Выбрать главу

Стендаль убежден, что «все укрепляющаяся потребность в сильных чувствах составляет характерный признак» XIX столетия. Ее не способно удовлетворить процветавшее тогда мертвое подражательство классикам XVII века, поддерживаемое верхами и насаждаемое Французской академией. Оно такой же пережиток былого, как и его придворные покровители. В памфлете «Расин и Шекспир» (1823–1825) и ряде статей Стендаль провозгласил пришествие иного искусства, созвучного изменившейся жизни. Плестись вслед за художниками прошлых веков, считает он, значит невольно лгать современникам, подсовывая им поделки, рассчитанные на вкус их предков. Ведь француз, помнивший взятие Бастилии, казнь Людовика XVI, пожар Москвы, переправу через Березину и битву при Ватерлоо, не похож на своих дедов. Мощный разворот исторических потрясений, предельный накал страстей, столкновение сильных натур — вот что он ищет и в литературе, и на театральных подмостках. И потому он может наслаждаться скорее произведением, близким к трагедиям и хроникам Шекспира, нежели камерными психологическими спектаклями в духе Расина. Однако и Шекспира следует не рабски копировать, но учиться у него создавать народные зрелища, рассчитанные на всех, а не на узкий круг королевских приближенных.

В те годы твердыни классической традиции, где окопались благонамеренные охранители-рутинеры, напористо штурмовали романтики, бывшие, впрочем, столь же благонамеренными во всем, что не касалось художественного творчества. Стендаль тоже именовал себя «романтиком». Но уточнял — «истинный»: помимо их консерватизма в политике, ему было чуждо их пристрастие к унылым плакальщикам о скорбях земных, к «роковым тайнам» и туманным излияниям; ему претили мистические поползновения одних и причудливая безудержная фантазия других. Ему была созвучна их раскованность, сердечный пыл, но он не выносил их ходульности. «Правда, горькая правда» — вот его лозунг. «Исследуем — в этом весь XIX век», и потому повествованию предстоит сделаться «зеркалом, с которым идешь по большой дороге. То оно отражает лазурь небосвода, то грязные лужи и ухабы». Стендаль думает о книгах, где «действие будет похоже на то, что ежедневно происходит на наших глазах», а герои — «такие же, как мы их ежедневно встречаем… ни более напыщенные, ни более натянутые, чем в натуре, а этим многое сказано». Для него писатель — трезвый «историк и политик», который ведет «философское», доходящее до самых глубин, исследование жизни и согласует свое воображение с «железными законами реального мира». Отыскивая ключи к человеческому поведению в распространенных нравах и обычаях, он не скользит по поверхностным броским приметам, а зарывается в душевную толщу и изнутри обследует побуждения, саму неповторимую манеру переживать, мыслить, поступать, присущую его согражданам. «От всего, что ему предшествовало, XIX век будет отличаться точным и проникновенным изображением человеческого сердца». По сути, все это принципы не столько романтизма, сколько вызревающего реализма XIX столетия.

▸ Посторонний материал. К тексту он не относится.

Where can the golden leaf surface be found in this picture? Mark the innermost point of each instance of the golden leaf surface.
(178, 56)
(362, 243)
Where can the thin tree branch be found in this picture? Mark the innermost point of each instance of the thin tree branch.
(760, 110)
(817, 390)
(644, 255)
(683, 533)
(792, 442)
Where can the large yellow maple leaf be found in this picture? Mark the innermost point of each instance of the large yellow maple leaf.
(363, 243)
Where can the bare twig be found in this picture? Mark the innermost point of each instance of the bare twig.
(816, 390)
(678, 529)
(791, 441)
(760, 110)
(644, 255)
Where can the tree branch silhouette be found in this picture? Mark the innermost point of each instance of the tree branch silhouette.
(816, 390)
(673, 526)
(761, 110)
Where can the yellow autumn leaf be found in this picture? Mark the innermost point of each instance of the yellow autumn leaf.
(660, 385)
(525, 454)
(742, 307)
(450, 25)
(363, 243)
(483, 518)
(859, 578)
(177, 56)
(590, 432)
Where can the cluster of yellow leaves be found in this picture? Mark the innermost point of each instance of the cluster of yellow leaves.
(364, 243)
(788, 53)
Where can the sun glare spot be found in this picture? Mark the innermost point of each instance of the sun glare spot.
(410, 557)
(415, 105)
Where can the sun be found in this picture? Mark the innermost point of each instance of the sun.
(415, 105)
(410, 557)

За этой платформой, опережающей мысль своей эпохи и прокладывающей плодотворные пути в будущее, — подвиг непрерывных и долгих исканий. К правде, которую Стендаль хотел высказать, он шел сквозь годы скитаний и напряженной работы; через усвоение истин, завещанных властителями дум иных поколений, и пересмотр всего, что достигнуто мастерами слова тогдашней Франции, Италии, Англии; сквозь разочаровывающие самостоятельные «прикидки» и обнадеживающее приобщение к бессмертным творениям живописи, музыки, театра; сквозь потрясения своего сердца и потрясения своего века. Последнее пятнадцатилетие жизни и трудов Стендаля — пора расцвета его так не просто и не скоро мужавшего дарования.